Excellent advice here from Brian and Hauke. Another important lesson is that tactics are important at all levels of play, not only for beginners. You won't ever reach a stage where you've "fixed" the problem: even if you have a master-level understanding of strategy, you still need to be on the guard for basic tactics.
The term was made popular by John Nunn's book "Secrets of Practical Chess". He describes a friendly match of 100 rapid games where he beat a 2300-rated player by 88-12:
"I thought that I would see lots of advanced strategic concepts in these games but actually all I have learnt is LPDO" ... During the remaining games I saw what he meant. Most of the games were decided by relatively simple tactics involving undefended pieces, when the LP would duly DO.
Brian's answer gives you the "why". I will add a bit of "when not", as this, as usual, is a rule of thumb which happily may be ignored by a stronger player. Thus, the limitations of the rule...
- Does not help at all against attacks of pesky pawns (assuming "piece" meant "officer") or more generally, light force kicking your heavies around.
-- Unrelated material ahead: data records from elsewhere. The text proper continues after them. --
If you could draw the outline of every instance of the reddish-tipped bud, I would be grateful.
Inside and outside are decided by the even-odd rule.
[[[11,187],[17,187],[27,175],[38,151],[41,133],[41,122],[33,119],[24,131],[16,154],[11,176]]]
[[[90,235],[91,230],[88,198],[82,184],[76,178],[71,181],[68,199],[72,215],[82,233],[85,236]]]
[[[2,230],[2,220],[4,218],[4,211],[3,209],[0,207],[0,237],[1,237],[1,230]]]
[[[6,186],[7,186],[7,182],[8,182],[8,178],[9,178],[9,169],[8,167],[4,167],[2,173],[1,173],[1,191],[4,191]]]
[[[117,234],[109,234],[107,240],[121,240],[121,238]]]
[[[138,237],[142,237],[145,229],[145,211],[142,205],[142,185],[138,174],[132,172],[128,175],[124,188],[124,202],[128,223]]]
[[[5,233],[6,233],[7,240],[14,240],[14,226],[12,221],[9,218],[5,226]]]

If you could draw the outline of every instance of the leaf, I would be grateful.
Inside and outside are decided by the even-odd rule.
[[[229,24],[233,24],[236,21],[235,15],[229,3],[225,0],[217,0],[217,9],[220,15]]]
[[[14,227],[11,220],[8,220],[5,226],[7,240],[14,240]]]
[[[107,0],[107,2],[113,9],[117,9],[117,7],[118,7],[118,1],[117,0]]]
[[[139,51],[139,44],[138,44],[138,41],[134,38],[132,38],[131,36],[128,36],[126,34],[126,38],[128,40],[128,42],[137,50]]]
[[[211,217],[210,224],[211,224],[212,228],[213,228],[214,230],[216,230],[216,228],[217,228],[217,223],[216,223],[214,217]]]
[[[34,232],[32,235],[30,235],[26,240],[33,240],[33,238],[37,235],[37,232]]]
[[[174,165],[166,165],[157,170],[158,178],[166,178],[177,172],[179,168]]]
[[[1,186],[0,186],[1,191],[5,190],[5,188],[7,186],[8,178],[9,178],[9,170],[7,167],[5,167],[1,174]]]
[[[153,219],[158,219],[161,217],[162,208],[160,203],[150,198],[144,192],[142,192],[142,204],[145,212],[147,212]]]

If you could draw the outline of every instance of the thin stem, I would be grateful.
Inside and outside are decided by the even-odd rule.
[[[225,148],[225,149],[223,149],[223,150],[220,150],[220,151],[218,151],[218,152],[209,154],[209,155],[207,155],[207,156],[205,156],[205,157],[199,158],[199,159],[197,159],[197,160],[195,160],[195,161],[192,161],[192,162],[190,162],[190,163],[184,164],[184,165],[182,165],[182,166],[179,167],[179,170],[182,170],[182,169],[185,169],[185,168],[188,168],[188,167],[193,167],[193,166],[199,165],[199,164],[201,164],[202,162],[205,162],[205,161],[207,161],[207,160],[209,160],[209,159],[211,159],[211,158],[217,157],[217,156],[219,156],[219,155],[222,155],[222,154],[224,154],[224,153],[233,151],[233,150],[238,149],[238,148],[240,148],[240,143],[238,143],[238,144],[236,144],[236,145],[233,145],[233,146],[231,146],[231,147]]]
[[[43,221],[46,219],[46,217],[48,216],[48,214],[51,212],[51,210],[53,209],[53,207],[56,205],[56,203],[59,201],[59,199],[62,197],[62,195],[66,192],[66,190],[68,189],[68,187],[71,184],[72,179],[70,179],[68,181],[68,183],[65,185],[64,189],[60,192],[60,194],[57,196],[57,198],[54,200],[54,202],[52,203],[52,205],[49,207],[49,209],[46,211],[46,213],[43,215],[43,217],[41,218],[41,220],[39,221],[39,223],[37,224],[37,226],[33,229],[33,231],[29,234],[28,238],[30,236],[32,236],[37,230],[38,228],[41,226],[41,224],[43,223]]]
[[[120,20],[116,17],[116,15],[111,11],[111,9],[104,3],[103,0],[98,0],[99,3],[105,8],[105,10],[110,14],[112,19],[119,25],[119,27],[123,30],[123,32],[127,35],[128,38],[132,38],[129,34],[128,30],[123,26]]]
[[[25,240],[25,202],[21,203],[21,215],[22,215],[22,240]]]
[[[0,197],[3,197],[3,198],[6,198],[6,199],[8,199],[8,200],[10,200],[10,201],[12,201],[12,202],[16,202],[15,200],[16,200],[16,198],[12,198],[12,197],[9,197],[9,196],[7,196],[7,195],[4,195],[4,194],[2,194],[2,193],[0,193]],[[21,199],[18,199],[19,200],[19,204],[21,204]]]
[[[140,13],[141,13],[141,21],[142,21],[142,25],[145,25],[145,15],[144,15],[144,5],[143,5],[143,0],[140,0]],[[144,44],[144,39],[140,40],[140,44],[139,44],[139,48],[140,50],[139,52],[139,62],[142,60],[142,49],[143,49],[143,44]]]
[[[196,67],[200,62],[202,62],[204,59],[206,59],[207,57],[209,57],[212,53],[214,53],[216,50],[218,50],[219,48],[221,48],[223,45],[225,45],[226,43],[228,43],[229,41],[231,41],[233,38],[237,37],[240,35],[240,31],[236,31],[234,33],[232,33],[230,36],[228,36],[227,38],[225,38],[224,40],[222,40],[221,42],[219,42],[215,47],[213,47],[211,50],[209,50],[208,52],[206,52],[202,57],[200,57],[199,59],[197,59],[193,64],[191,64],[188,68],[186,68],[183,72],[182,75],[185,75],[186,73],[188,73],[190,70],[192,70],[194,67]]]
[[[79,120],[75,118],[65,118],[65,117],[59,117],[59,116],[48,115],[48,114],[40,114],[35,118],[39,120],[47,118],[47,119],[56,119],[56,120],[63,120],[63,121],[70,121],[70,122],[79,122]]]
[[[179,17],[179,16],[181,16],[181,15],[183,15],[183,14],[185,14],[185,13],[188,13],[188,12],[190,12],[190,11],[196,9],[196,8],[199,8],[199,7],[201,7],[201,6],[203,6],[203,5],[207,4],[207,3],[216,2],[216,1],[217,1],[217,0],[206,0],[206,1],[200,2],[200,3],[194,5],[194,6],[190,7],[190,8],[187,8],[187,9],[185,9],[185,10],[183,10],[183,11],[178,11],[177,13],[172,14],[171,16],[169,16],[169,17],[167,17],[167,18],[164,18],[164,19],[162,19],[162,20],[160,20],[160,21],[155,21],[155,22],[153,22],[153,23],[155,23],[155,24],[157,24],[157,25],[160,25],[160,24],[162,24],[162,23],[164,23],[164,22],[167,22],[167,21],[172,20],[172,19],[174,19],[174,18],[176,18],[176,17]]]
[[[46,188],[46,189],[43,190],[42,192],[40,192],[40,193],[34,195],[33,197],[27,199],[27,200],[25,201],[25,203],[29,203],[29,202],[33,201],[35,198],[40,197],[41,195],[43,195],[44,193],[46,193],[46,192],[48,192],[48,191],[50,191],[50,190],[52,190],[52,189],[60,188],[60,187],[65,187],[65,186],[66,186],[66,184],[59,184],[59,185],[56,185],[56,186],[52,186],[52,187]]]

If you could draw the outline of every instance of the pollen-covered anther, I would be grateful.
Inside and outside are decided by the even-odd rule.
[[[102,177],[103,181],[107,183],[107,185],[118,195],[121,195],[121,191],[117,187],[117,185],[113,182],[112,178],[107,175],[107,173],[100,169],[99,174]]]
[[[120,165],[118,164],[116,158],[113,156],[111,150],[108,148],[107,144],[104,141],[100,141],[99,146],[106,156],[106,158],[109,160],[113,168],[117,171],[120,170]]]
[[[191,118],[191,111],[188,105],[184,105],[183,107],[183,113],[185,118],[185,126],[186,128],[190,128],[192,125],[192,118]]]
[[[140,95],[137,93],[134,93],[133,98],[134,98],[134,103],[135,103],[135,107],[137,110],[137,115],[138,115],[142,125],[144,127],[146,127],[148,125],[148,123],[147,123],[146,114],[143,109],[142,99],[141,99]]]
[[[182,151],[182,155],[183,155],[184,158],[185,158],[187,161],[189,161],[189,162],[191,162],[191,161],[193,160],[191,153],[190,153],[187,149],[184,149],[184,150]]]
- Overprotecting everything makes your position somewhat cramped.
- Protection is a liability that limits the agility. Good luck mating with each and any piece protected at all times!
- Might be in clash with other rules of thumb. E.g. using the "bulls head" (e4 d4 Nc3 Nf3 Rd1 Re1) your bishops must go to b5 and g5 by this rule, which are usual good squares anyway, but sometimes c4 and f4 are fine or even better. BTW, in the latter case protecting them with pawns to b3/g3 by the rule is more often a bad idea than not!
Also as usual, don't worry - eventually you get stronger and know by yourself when and how to follow the rule in spirit, not in letter.